Entendre cet appel, aimer cet appel, répondre à cet appel. C’est le sens profond de toute vocation.

La mienne a toujours un peu dérangé l’Eglise car elle n’entre dans aucun cadre. Elle n’a été ni provoquée par elle, ni contrôlée par elle, ni bâillonnée par elle.
Je m’explique.

Une enfance à la foi plus que brûlante.

A 16 ans, j’étais en vacances avec mon oncle prêtre dans une pension tenue par des religieuses. Une sœur, la soixantaine, en vacances là-bas aussi, avait dû sentir en moi, déjà, l’appel du Seigneur, et m’avait parlé de la vocation de religieuse. Cette femme m’inspirait la plus grande confiance et je l’estimais beaucoup. Elle était religieuse apostolique, j’avais avec elle des discussions passionnantes, mais quelque chose au plus profond de moi disait non à cette vie-là. J’étais déjà amoureuse d’un garçon – qui ne répondrait d’ailleurs jamais à mon attirance pour lui – et je pensais mariage, famille, enfants. Le désir de maternité était inscrit très profondément dans ma chair, alors le voile, le couvent, ou même la vie apostolique, je ne pouvais pas y songer. Et comme j’ai été lucide, si jeune encore !
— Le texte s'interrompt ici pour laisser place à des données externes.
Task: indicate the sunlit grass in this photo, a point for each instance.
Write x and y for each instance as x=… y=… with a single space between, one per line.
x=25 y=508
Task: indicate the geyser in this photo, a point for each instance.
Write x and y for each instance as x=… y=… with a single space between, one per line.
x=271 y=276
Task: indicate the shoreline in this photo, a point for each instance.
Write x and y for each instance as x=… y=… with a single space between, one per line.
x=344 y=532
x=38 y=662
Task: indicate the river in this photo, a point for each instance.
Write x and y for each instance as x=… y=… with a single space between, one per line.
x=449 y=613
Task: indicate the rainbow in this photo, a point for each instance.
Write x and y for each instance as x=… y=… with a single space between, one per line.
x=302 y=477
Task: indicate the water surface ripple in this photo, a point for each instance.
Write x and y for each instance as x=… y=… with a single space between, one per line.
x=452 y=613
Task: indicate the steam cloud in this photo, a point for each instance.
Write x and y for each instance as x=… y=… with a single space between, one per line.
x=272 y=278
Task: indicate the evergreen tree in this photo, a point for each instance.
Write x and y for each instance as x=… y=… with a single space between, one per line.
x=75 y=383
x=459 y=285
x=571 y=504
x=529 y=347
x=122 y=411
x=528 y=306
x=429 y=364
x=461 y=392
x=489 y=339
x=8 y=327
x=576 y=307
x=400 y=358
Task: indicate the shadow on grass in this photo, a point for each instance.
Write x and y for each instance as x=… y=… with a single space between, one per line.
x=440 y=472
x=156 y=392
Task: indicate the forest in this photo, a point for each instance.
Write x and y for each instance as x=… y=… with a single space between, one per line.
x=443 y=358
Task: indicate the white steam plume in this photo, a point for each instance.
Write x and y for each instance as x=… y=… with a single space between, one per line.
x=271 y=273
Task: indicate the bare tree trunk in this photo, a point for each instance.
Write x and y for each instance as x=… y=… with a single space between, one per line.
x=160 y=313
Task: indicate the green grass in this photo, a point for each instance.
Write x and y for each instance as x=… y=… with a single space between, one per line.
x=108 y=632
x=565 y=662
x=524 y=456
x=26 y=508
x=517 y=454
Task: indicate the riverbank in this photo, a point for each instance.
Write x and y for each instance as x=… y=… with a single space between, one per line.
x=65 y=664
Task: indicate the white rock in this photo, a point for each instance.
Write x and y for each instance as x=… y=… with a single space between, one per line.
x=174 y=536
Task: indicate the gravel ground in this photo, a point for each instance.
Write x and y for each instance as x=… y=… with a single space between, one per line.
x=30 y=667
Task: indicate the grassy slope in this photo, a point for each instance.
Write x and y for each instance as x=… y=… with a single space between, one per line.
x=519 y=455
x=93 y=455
Bien des déboires sentimentaux plus tard, je me mariais. Il y a exactement vingt-neuf ans aujourd’hui. Civilement. Un enfant allait naître, et son père et moi étions dans une joie incommensurable, que la naissance de notre fils ne fit qu’augmenter.
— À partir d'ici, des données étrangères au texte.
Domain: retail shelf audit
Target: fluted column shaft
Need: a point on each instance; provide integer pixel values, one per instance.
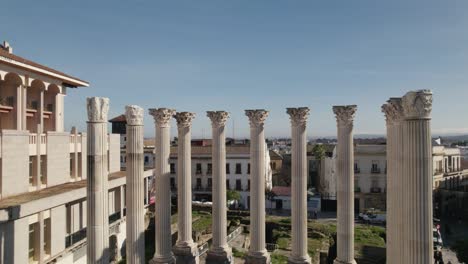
(97, 232)
(220, 251)
(163, 239)
(257, 252)
(299, 252)
(417, 163)
(135, 245)
(186, 250)
(345, 184)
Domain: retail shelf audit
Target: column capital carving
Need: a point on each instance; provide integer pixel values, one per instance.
(162, 116)
(218, 118)
(184, 119)
(256, 117)
(345, 114)
(98, 107)
(298, 115)
(134, 115)
(417, 104)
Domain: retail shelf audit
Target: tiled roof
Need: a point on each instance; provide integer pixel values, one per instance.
(10, 56)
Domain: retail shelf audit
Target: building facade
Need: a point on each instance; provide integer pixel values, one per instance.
(43, 169)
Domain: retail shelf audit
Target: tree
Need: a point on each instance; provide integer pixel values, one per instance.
(319, 153)
(270, 195)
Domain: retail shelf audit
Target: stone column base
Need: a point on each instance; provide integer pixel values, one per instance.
(336, 261)
(186, 253)
(258, 258)
(163, 260)
(299, 260)
(219, 256)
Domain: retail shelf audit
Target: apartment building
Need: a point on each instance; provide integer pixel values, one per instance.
(43, 168)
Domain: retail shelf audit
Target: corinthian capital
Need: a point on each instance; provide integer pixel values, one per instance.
(345, 114)
(298, 115)
(184, 119)
(256, 117)
(162, 116)
(417, 104)
(134, 115)
(218, 118)
(98, 107)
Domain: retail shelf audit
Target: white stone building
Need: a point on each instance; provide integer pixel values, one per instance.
(370, 172)
(43, 168)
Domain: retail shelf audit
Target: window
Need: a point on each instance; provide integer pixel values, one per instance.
(356, 168)
(238, 185)
(47, 236)
(43, 170)
(238, 168)
(375, 167)
(210, 183)
(198, 186)
(32, 242)
(173, 183)
(31, 171)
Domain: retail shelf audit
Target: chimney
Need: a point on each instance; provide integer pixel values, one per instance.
(6, 46)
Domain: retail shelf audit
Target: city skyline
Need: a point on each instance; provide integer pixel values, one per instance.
(242, 55)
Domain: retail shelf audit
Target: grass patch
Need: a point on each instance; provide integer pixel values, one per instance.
(278, 259)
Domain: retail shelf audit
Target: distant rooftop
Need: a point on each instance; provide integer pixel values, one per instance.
(7, 56)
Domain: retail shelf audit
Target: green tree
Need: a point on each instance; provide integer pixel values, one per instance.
(319, 153)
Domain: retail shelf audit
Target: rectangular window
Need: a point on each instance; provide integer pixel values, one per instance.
(238, 185)
(31, 171)
(238, 168)
(198, 186)
(210, 183)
Je crois que j’avais un peu confondu vocation au mariage et vocation à la maternité. Il faut dire que l’Eglise entretient cette confusion en permanence, et que je ne suis toujours pas comprise aujourd’hui quand j’affirme que j’ai eu, profondément, la vocation à la maternité, mais pas au mariage.
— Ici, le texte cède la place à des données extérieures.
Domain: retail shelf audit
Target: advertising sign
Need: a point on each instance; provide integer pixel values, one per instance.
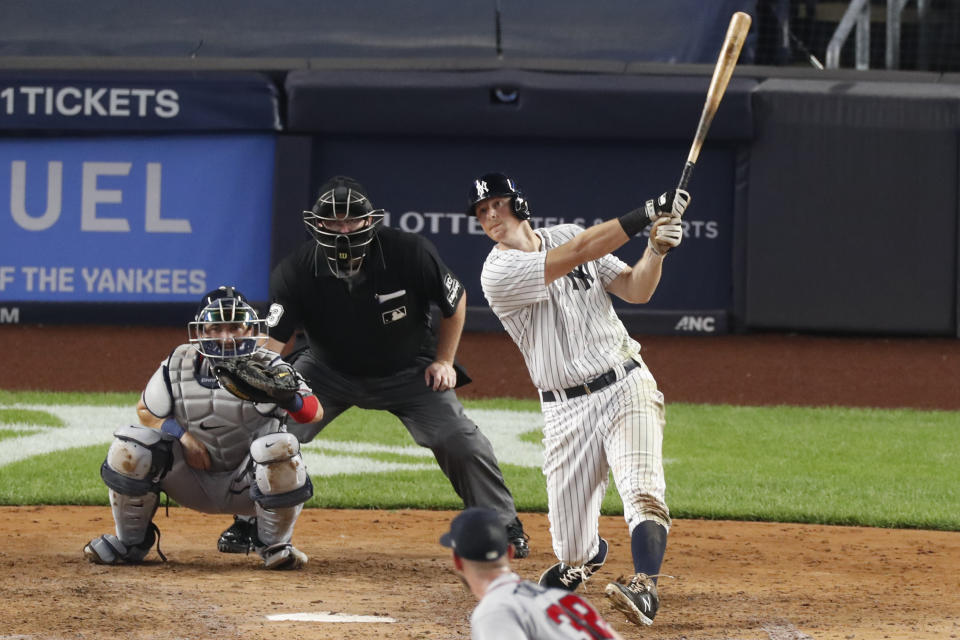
(145, 219)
Et d’ailleurs, le comble de l’Eglise catholique, c’est qu’elle vénère en la Vierge Marie une femme qui aurait eu de manière éminente cette vocation à la maternité mais pas au mariage – un mariage non consommé est-il un mariage ? – mais qu’elle regarde comme impossible que j’aie pu avoir précisément cette vocation-là ! J’ajoute au passage que je ne crois pas à la virginité perpétuelle de Marie, mais cela est un autre débat.

Et donc, un mariage, trois enfants et un divorce plus loin, je me retrouve face à l’Appel. Cette fois, plus moyen de m’y dérober.
J’ai eu du mal à discerner ce que le Seigneur attendait de moi, et d’autant plus que j’ai dû discerner seule, dans une très grande indifférence de la part de l’Eglise. Je n’avais pas été le neveu et petit-neveu de prêtre qui aurait pu perpétuer la tradition du sacerdoce familial. Je n’étais plus la vierge de 16 ans qu’on aurait voulue au couvent. Ayez à 40 ans une vocation brûlante au cœur, avec trois enfants, un mari parti et pas envie de faire du catéchisme en paroisse, vous n’intéresserez rigoureusement personne en Eglise. Indésirable et encombrante, je l’ai été, et ce n’était pas qu’une impression.

Mais Dieu n’a pas ce regard-là sur celle qu’il a choisie et appelée. Dieu n’est ni le curé, ni même l’accompagnateur spirituel. Dieu regarde, écoute, aime et appelle. Dans l’état de vie dans lequel on se trouve, dans cet état-là et pas un autre.
« Suis-moi. »
Déterminée, je suis allée sur la montagne rejoindre un sanctuaire aimé. C’était pour la fête de Notre-Dame du Mont Carmel, cela fera huit ans dans quelques jours. Une belle journée, et il y avait là-haut un beau mariage, si beau et si important aux yeux du chapelain qu’il ne m’a consacré, très énervé, que cinq petites minutes d’entretien dans la sacristie. Il devait bien se demander qui était cette pénitente encombrante qui venait l’importuner un samedi entre un mariage à la quête prometteuse et la messe du soir. N’importe, il m’a donné l’absolution et a béni mon vœu. Ce jour-là, en proie aux affres de l’indifférence de l’Eglise à mon égard, j’ai cependant promis : promis au Christ et à lui seul d’être sienne pour toujours. Sans voile ni anneau, sans mainmise de l’Eglise sur mon âme et mes services. Il fallait, je pense, qu’il en soit ainsi, car c’est une véritable vocation de consécration au Seigneur, bénie en Eglise, mais non inféodée à l’Eglise. Je suis demeurée libre, entièrement libre, donnée à Jésus Christ que j’aime plus que ma vie mais non à une institution qui n’a entre temps que trop montré son inaptitude à entendre les cris de ses victimes et la voix des authentiques prophètes dans l’Esprit.

« Suis-moi. »
Voilà comment j’ai répondu à l’appel. Et comment j’y réponds encore, chaque jour de ma vie, jusqu’à ce qu’Il vienne.